It's a random morning -
Love the term "forgetfulness-defying" from Tibor Fischer's The Thought Gang, but I'm not sure what it means. Does it mean absolutely unforgettable, or overly-forgetful? I can argue either way. Guess I should re-read the book to get the context. Also from the book: "You're born, you fail as much as you can, then you die." Some days are just like that. Many (thankfully) are not.
Another favorite quote from the film Peter's Friends: "Adults are just children who owe money." Sigh. How true, how true.
I'm feeling a lot of angst right now over what to do about a picture for my church directory. Over the past 10 years I have developed (no pun intended) a huge phobia about having my picture taken. Well, not so much about having it taken - more that I cannot smile in any semblance of a natural way whenever someone pulls out a camera. Actually, I'm OK-looking and have a good smile, but the minute a camera is pointed my way I cannot for the life of me give a natural smile. Even friends can't believe how bad I look in pictures. So anytime a photo is required of me, I get beyond-stressed out. How silly is that (in light of all the world horrors right now)?

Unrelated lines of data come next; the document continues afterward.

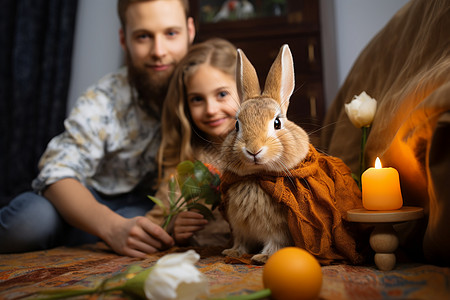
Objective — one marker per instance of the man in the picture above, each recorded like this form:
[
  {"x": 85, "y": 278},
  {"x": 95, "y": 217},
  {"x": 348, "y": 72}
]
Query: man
[{"x": 91, "y": 174}]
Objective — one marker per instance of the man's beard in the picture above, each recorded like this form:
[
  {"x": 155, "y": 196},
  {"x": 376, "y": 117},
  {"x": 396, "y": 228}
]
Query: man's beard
[{"x": 151, "y": 88}]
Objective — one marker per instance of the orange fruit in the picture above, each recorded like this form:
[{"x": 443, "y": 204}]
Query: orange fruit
[{"x": 292, "y": 274}]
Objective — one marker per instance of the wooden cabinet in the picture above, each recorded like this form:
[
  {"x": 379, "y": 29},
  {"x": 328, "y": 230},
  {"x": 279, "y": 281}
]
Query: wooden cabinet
[{"x": 260, "y": 35}]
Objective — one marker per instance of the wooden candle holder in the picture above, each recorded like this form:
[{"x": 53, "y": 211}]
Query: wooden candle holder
[{"x": 384, "y": 239}]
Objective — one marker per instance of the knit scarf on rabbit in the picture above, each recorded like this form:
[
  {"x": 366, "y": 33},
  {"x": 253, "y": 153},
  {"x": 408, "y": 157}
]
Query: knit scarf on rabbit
[{"x": 318, "y": 194}]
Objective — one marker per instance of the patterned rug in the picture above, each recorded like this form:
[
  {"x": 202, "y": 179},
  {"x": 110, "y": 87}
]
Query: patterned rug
[{"x": 22, "y": 275}]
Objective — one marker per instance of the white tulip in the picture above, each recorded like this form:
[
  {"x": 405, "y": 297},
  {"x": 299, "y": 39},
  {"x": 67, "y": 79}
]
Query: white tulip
[
  {"x": 175, "y": 276},
  {"x": 361, "y": 110}
]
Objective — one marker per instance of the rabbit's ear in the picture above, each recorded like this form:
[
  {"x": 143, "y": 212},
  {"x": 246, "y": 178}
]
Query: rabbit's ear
[
  {"x": 280, "y": 81},
  {"x": 246, "y": 79}
]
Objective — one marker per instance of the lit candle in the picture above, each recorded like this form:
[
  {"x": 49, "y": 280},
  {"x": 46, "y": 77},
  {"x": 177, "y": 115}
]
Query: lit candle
[{"x": 381, "y": 188}]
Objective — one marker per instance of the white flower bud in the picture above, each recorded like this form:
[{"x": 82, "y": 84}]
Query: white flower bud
[
  {"x": 361, "y": 110},
  {"x": 175, "y": 276}
]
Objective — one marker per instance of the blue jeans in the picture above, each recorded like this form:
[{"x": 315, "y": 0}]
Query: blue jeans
[{"x": 30, "y": 222}]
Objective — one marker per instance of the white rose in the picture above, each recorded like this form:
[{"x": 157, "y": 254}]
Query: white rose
[
  {"x": 361, "y": 110},
  {"x": 175, "y": 276}
]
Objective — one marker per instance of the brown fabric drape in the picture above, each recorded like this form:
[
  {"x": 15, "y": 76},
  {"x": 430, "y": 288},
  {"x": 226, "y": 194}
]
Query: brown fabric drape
[{"x": 406, "y": 68}]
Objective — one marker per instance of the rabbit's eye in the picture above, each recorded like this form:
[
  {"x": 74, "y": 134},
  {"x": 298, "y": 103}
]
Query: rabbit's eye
[{"x": 277, "y": 124}]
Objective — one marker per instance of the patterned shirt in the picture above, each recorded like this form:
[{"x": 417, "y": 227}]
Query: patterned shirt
[{"x": 109, "y": 142}]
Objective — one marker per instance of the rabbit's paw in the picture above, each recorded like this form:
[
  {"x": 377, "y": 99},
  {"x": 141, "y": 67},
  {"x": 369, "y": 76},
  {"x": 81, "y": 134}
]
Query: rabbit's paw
[
  {"x": 260, "y": 259},
  {"x": 231, "y": 252}
]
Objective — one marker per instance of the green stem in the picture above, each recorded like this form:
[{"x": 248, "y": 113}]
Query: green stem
[
  {"x": 253, "y": 296},
  {"x": 362, "y": 163}
]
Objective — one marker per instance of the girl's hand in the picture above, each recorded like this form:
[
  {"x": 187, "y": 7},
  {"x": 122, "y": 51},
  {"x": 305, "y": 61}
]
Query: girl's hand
[{"x": 185, "y": 224}]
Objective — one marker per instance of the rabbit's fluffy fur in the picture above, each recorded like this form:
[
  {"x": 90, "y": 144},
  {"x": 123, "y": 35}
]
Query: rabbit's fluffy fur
[{"x": 264, "y": 142}]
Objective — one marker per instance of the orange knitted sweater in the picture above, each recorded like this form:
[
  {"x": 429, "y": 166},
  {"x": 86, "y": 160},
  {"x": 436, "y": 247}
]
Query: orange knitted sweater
[{"x": 318, "y": 194}]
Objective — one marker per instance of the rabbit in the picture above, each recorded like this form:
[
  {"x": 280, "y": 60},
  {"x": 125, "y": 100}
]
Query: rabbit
[{"x": 264, "y": 142}]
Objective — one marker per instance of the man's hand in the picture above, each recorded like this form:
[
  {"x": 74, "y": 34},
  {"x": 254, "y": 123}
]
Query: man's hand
[
  {"x": 185, "y": 224},
  {"x": 134, "y": 237},
  {"x": 137, "y": 237}
]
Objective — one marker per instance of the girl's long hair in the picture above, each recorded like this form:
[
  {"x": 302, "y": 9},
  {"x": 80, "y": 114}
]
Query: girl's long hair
[{"x": 177, "y": 128}]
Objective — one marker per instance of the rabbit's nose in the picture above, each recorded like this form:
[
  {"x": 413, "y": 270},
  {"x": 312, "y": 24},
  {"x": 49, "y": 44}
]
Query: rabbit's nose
[{"x": 254, "y": 154}]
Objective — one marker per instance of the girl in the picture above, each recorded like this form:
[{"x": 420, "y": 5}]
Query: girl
[{"x": 198, "y": 113}]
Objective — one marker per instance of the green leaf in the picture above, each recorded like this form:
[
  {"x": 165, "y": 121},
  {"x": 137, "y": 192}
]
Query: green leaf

Well, anyway, I've passed on the "formal" directory picture for a couple of reasons, not the least of which is that the last one I had taken is so freakishly bad, that I vowed never to let a church photog anywhere near me again. Fortunately, we have a section in the directory for self-submittals for folks who can't get around to having the formal picture done. So the other evening Kate's feller came over and took a stream of digitals of Kate and me. Kate, of course, is absolutely perfect in every one. And I, of course, am freakishly weird in every one.
So what to do? Go ahead and submit the least freakishly weird pic of me (really hard decision)? Submit a single pic of Kate (someone needs to represent, after all)? Or just say screw it - look us up in real life? Such a stupid phobia, so ego-centric, but it has me stressed right now. Aaargh!